Before we look ahead, it would be good to start by looking at where we are currently.
People wanted to achieve their “American dream”, which is really one of two things. Either it is a “rags to riches” story, or buying a big home. Congress pushed all kinds of programs to achieve more than 70% home ownership. Some of the programs were specially designed to increase homeownership among low income population. There is nothing wrong in these goals, but nobody paid attention to the means that were employed to achieve those goals. It almost became “by any means necessary”, and lending and underwriting standards went by the wayside. The result – a significant increase in number of foreclosures and defaults among mortgages and all kinds of mortgage related derivatives as people couldn’t afford outsized mortgages they had taken on at “teaser” low rates.
Mounting losses among banks increased counterparty risk to such an extent that banks stopped lending to anybody, not even to the most credit-worthy banks leave alone ordinary citizens. “Toxic Assets”, as they became known, jammed the whole economy which depends heavily on free flow of credit.
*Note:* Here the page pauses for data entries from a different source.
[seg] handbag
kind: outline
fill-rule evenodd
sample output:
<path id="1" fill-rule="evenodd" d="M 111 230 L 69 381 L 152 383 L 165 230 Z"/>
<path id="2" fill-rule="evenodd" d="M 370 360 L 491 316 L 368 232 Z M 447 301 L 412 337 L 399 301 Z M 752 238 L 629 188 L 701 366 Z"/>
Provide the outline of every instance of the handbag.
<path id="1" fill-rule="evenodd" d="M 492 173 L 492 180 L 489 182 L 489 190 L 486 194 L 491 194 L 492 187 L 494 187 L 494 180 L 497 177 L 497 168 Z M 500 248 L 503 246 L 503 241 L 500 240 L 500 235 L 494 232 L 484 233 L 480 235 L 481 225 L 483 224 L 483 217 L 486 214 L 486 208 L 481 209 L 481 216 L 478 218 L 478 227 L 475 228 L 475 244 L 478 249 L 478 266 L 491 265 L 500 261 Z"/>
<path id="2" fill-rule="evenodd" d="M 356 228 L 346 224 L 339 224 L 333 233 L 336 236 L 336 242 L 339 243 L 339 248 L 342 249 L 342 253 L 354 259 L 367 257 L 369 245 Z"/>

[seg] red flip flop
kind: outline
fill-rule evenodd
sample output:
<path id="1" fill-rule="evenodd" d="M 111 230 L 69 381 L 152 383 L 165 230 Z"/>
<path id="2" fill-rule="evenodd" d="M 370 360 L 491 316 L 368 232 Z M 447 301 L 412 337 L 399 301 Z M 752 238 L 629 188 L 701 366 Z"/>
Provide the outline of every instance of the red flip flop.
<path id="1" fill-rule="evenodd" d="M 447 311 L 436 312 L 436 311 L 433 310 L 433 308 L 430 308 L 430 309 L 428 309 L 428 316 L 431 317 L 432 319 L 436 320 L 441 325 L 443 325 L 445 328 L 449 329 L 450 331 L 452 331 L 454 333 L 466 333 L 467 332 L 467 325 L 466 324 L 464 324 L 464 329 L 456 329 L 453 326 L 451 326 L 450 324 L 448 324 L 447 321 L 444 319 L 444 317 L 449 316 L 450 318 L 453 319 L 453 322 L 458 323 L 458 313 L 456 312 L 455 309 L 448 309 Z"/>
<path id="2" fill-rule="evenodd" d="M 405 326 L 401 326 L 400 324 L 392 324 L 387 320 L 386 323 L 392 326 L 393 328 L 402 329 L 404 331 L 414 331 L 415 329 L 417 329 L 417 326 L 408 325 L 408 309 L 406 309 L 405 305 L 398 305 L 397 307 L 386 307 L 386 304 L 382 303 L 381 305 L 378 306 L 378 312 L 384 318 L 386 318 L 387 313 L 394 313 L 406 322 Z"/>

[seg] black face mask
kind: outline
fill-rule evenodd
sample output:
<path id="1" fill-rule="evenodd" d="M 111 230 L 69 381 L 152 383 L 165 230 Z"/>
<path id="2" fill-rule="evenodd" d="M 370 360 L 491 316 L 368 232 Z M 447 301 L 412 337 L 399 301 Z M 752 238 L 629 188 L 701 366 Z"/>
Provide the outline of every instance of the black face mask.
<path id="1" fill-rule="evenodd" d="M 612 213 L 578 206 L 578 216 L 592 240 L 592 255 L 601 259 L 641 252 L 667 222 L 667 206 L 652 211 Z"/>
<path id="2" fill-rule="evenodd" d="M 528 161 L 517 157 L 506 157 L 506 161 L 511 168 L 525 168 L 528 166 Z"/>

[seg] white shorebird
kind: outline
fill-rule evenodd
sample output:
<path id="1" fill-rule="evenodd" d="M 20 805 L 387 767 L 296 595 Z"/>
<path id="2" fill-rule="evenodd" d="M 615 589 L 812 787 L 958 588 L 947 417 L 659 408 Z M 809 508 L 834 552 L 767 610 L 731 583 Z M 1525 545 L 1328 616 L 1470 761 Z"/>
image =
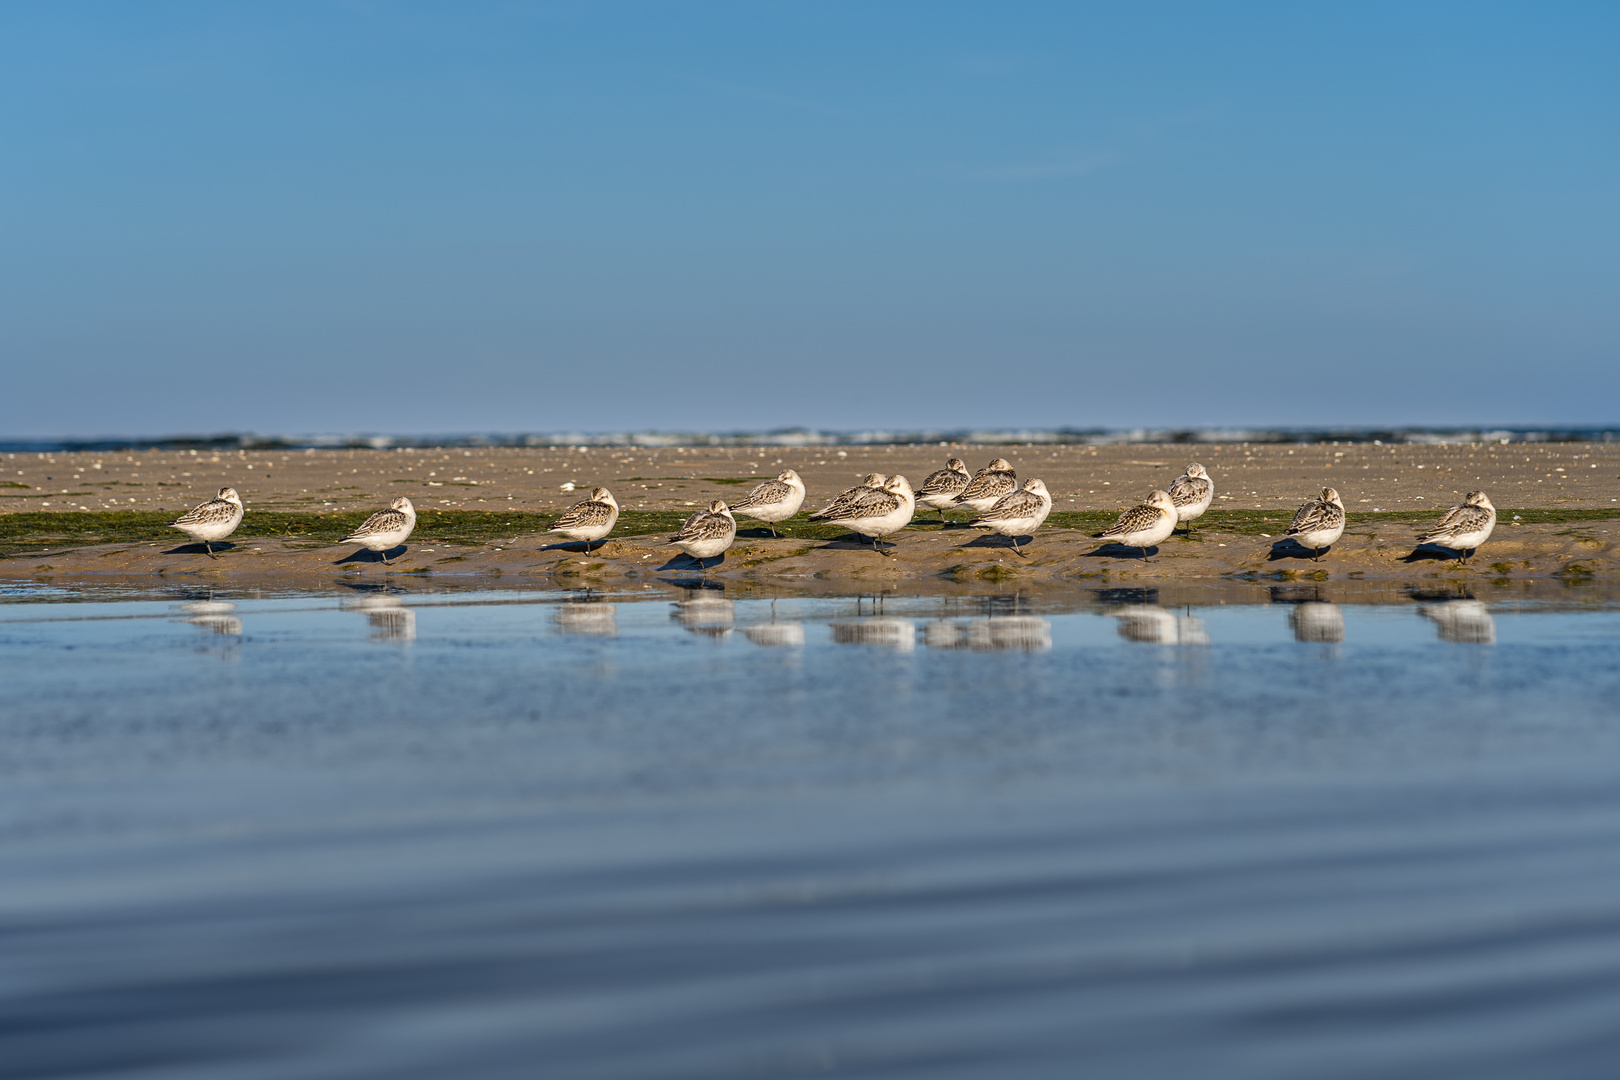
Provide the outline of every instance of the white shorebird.
<path id="1" fill-rule="evenodd" d="M 1137 503 L 1119 515 L 1119 520 L 1098 533 L 1097 539 L 1141 548 L 1142 561 L 1147 562 L 1147 549 L 1169 539 L 1175 531 L 1176 504 L 1168 491 L 1155 491 L 1147 502 Z"/>
<path id="2" fill-rule="evenodd" d="M 996 505 L 996 500 L 1003 495 L 1011 495 L 1018 490 L 1018 474 L 1005 458 L 996 458 L 990 464 L 973 474 L 973 479 L 967 482 L 953 502 L 960 506 L 970 507 L 979 513 L 984 513 Z"/>
<path id="3" fill-rule="evenodd" d="M 242 524 L 242 496 L 235 488 L 224 487 L 219 494 L 205 503 L 187 510 L 169 522 L 171 529 L 179 529 L 193 540 L 202 542 L 210 559 L 217 558 L 213 545 L 225 539 Z"/>
<path id="4" fill-rule="evenodd" d="M 1287 535 L 1300 547 L 1310 548 L 1315 562 L 1344 535 L 1344 500 L 1332 488 L 1323 488 L 1319 497 L 1294 511 Z"/>
<path id="5" fill-rule="evenodd" d="M 1035 537 L 1046 515 L 1052 512 L 1052 496 L 1040 480 L 1025 480 L 1024 486 L 1011 495 L 1003 495 L 996 504 L 973 520 L 975 528 L 989 529 L 1001 536 L 1012 537 L 1013 554 L 1020 559 L 1029 558 L 1018 550 L 1018 538 Z"/>
<path id="6" fill-rule="evenodd" d="M 681 531 L 670 537 L 669 542 L 696 559 L 707 574 L 708 560 L 724 555 L 736 539 L 737 519 L 731 516 L 730 507 L 716 499 L 707 510 L 699 510 L 687 518 Z"/>
<path id="7" fill-rule="evenodd" d="M 1459 506 L 1445 512 L 1440 524 L 1418 537 L 1419 544 L 1437 544 L 1462 556 L 1464 563 L 1491 538 L 1496 528 L 1496 507 L 1483 491 L 1470 491 Z"/>
<path id="8" fill-rule="evenodd" d="M 388 565 L 388 552 L 403 544 L 416 528 L 416 507 L 411 500 L 403 495 L 389 504 L 387 510 L 379 510 L 361 522 L 354 532 L 339 540 L 340 544 L 359 544 L 362 547 L 378 552 L 382 555 L 383 565 Z"/>
<path id="9" fill-rule="evenodd" d="M 564 510 L 546 532 L 561 533 L 570 540 L 583 540 L 588 555 L 591 544 L 612 532 L 618 520 L 619 503 L 613 498 L 613 492 L 605 487 L 592 488 L 590 498 Z"/>
<path id="10" fill-rule="evenodd" d="M 1196 461 L 1188 465 L 1187 471 L 1170 485 L 1170 501 L 1176 504 L 1176 520 L 1186 523 L 1189 533 L 1192 532 L 1192 523 L 1204 516 L 1214 497 L 1215 483 Z"/>
<path id="11" fill-rule="evenodd" d="M 916 512 L 917 499 L 911 492 L 911 485 L 905 477 L 896 474 L 884 481 L 881 488 L 867 488 L 851 499 L 847 506 L 838 509 L 836 516 L 828 516 L 825 520 L 871 537 L 872 550 L 889 555 L 890 552 L 878 547 L 878 539 L 905 528 Z"/>
<path id="12" fill-rule="evenodd" d="M 880 490 L 888 482 L 888 479 L 887 476 L 880 472 L 867 473 L 865 480 L 862 480 L 848 491 L 840 491 L 832 502 L 811 514 L 810 520 L 831 521 L 833 517 L 849 509 L 856 499 L 861 498 L 867 492 Z"/>
<path id="13" fill-rule="evenodd" d="M 775 480 L 767 480 L 731 504 L 733 514 L 763 521 L 775 536 L 776 523 L 786 521 L 804 505 L 804 481 L 792 469 L 783 469 Z"/>
<path id="14" fill-rule="evenodd" d="M 956 497 L 972 480 L 973 474 L 968 472 L 966 462 L 958 457 L 947 458 L 945 467 L 929 473 L 928 479 L 914 492 L 917 505 L 938 510 L 939 524 L 943 528 L 945 511 L 956 505 Z"/>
As credit dried up, it became increasingly difficult for people to re-finance their mortgage and escape increased payments. This contributed further to foreclosure and defaults.
Combination of grinding halt to the economy, drying up of credit, and increase in foreclosures put significant downward pressure on the housing market and home prices. As we can see in the graph below, FHFA housing index was at its highest level in 2nd quarter of 2007. Since then it has decreased by more than 10%. FHFA Index is seasonally adjusted for purchase-only homes that were “conforming”, i.e. they met guidelines set forth by Fannie Mae and Freddie Mac.

Case-Shiller and FHFA Indices
S&P Case-Shiller Home Price Index is more sensitive to home price changes as it includes all home sales and not just conforming ones. Since its peak in 1st quarter of 2006, S&P index has declined by more than 31%.
So what about the forecast?
I believe that the factors that caused home prices to go down will again play a significant role in reversing home price decline. Just to summarize again
1) Economy: It needs to show signs of recovery. GDP change needs to move into positive territory to give people confidence to spend on big purchases, such as housing.
2) Credit Availability: Banks are already showing signs of increased risk tolerance after their initial pull back. The pendulum had swing too far the other way. Banks need to make decisions based on credit worthiness of the borrower rather than fear.
3) Foreclosures and Defaults: First, the inventory of foreclosed home that are putting downward pressure on home prices need to be depleted. Second, further foreclosures and defaults need to be reduced so that inventory does not build up again. Government has already initiated a number of programs to modify and refinance loans to prevent foreclosures. I believe these programs are definitely a step in the right direction.
All together, I believe that credit is already becoming available. Foreclosure inventory should continue to go down and may take 6-12 months to clear out. Economy, on the other hand, might take much longer time to recover. It also looks like it maybe a jobless recovery, with economy getting better but taking much longer to reduce unemployment. This delay in economic recovery and delayed reduction in unemployment may push improvement in home prices towards the tail-end of 2010 or early 2011.